DA MATERIALIDADE E AUTORIA DELITIVAS
Ressalte-se que não houve impugnação quanto à autoria e a materialidade do delito previsto no artigo 155, caput, c.c. o art. 14, inciso II, ambos do Código Penal, pelo que incontroversas. Não se verifica, tampouco, a existência de qualquer ilegalidade a ser corrigida de ofício por este E. Tribunal. De rigor, portanto, a manutenção da condenação do recorrente, aliás, como não poderia deixar de ocorrer, ante o enorme arcabouço fático-probatório constante destes autos em seu desfavor.
A propósito, cite-se, apenas a título ilustrativo, que o apelante foi flagrado enquanto tentava subtrair uma televisão pertencente à Caixa Econômica Federal, o que foi corroborado pelas testemunhas Eduardo da Cruz Fernandes e Anselmo do Nascimento Silva, ambos policiais militares responsáveis por sua prisão em flagrante, isto é, no exato momento em que ele deixava a agência bancária em posse da res furtiva. Em juízo, sob o crivo do contraditório e da ampla defesa, o recorrente confirmou ter tentado subtrair a televisão, que seria trocada por substâncias entorpecentes destinadas ao seu próprio consumo.
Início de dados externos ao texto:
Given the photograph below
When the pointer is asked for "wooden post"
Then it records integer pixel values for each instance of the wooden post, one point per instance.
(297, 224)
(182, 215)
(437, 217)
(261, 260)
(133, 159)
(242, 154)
O recurso de Apelação manejado pela parte devolveu ao conhecimento deste E. Tribunal Regional Federal apenas questões relativas ao reconhecimento do estado de necessidade e aos consectários da condenação.
DO PEDIDO DE RECONHECIMENTO DO ESTADO DE NECESSIDADE EXCULPANTE (ARTIGO 24, § 2º, CP)
O estado de necessidade pressupõe um perigo atual, ou seja, de ocorrência concomitante em relação à consumação do fato típico, o qual deixa de ser antijurídico tendo em vista a necessidade premente e imediata de salvar bem jurídico de maior relevância do que o sacrificado na execução do fato típico. A necessidade econômica e a premente necessidade de suprir o vício em drogas não preenchem este requisito. Para fazer jus à escusa do estado de necessidade, é imprescindível que o agente se encontre diante de uma "situação de perigo atual", que tenha gerado a "inevitabilidade da conduta lesiva". Trago o artigo 24 do CP:
A configuração do instituto do estado de necessidade ocorre quando o agente pratica o fato para salvar direito próprio ou alheio de perigo atual desde que não houvesse outro modo de evitá-lo. Por outro lado, a culpabilidade, um dos componentes da configuração do delito, é juízo de reprovação que recai sobre o autor do fato delituoso e se constitui de três elementos: i) imputabilidade, ii) potencial consciência da ilicitude e iii) exigibilidade de conduta diversa, de modo que a ausência de qualquer destes requisitos significa que o agente não é culpável e que, portanto, deve ser afastada a aplicação de pena.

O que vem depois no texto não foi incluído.